Actualmente en la ciudad de Cali desde el análisis de la gestión pública y las políticas públicas especialmente en lo que concierne al territorio, lo que se puede evidenciar desde la década de los años noventa, es que hay una ingobernabilidad territorial donde la capacidad institucional del municipio queda corta frente a las crecientes demandas en especial de las poblaciones excluidas en lo que se denomina la clusterización de la pobreza. Igualmente, la urbe caleña no tiene una gobernanza territorial y prueba de ello es lo ocurrido el 28 de abril de 2021 en el contexto analítico del estallido social.

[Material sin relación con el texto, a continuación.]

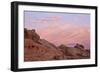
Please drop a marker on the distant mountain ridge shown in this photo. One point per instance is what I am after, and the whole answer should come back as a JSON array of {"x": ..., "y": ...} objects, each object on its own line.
[{"x": 38, "y": 49}]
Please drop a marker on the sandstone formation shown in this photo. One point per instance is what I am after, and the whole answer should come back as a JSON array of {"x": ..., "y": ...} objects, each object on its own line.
[{"x": 38, "y": 49}]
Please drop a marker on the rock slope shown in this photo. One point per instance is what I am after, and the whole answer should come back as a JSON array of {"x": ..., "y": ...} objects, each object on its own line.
[{"x": 37, "y": 49}]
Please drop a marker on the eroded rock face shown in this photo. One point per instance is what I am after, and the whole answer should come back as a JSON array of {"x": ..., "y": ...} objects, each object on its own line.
[
  {"x": 31, "y": 34},
  {"x": 77, "y": 52},
  {"x": 37, "y": 49}
]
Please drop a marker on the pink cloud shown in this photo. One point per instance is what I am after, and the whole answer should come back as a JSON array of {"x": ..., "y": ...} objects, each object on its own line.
[{"x": 65, "y": 34}]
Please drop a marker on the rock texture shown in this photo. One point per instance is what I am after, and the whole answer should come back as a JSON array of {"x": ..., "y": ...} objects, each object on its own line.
[{"x": 37, "y": 49}]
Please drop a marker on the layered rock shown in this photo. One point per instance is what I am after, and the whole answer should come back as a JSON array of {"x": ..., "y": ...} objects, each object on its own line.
[{"x": 37, "y": 49}]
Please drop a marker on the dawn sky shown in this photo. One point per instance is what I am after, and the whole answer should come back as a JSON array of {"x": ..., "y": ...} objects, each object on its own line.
[{"x": 60, "y": 28}]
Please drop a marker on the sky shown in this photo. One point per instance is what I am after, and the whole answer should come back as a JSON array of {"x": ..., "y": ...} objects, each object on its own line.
[{"x": 60, "y": 28}]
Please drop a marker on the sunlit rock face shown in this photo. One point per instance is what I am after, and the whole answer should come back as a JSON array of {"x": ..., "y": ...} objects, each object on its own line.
[{"x": 38, "y": 49}]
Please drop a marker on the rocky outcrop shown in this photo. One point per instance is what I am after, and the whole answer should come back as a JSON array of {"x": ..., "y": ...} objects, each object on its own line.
[
  {"x": 37, "y": 49},
  {"x": 77, "y": 52}
]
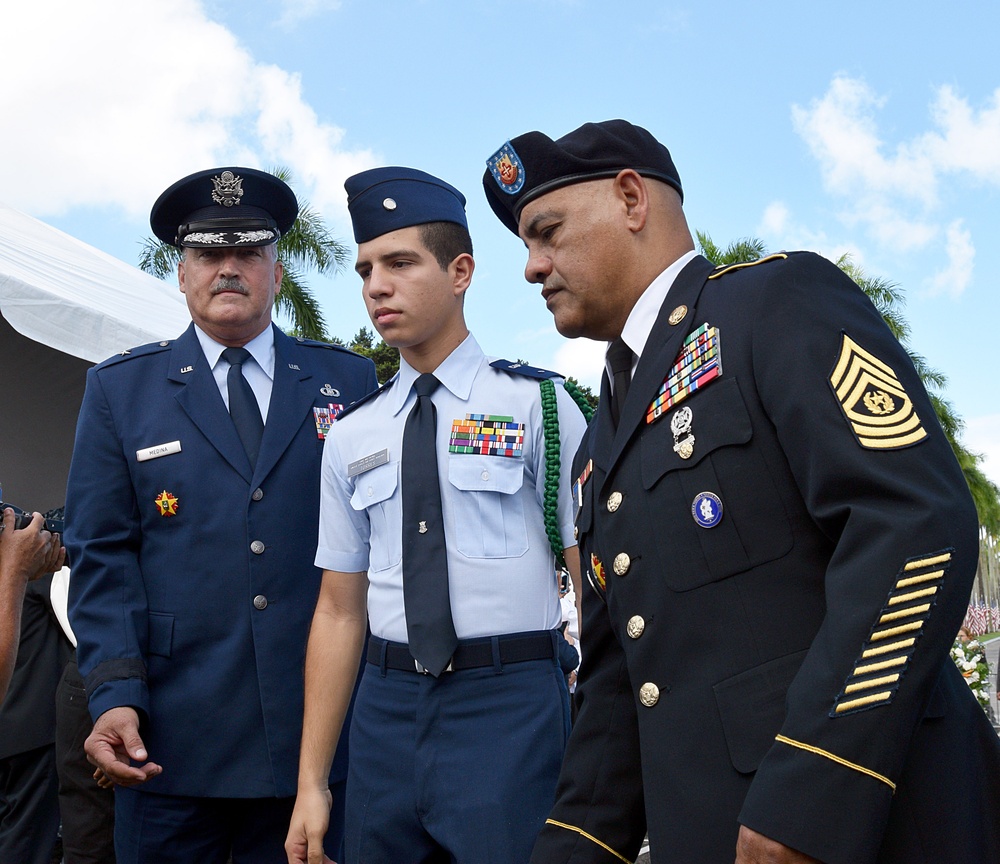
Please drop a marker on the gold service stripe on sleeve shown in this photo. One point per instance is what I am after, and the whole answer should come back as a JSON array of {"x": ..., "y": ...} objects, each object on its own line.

Al respecto, el estallido social es una expresión ciudadana frente a la deuda histórica en términos de inclusión. Aquí también se generaron y se institucionalizaron unas “centralidades estratégicas” que bloquearon la urbe y al contorno del nodo regional del suroccidente colombiano por más de 60 días. Esta creciente insatisfacción popular se da en respuesta de la poca capacidad institucional del Estado que no ha resuelto las demandas en zonas de la urbe excluidas durante décadas, donde la expresión popular pidió a gritos acercar la política al ciudadano y legitimar su acción como actor político relevante sujeto pleno de derechos, mencionó el docente e investigador.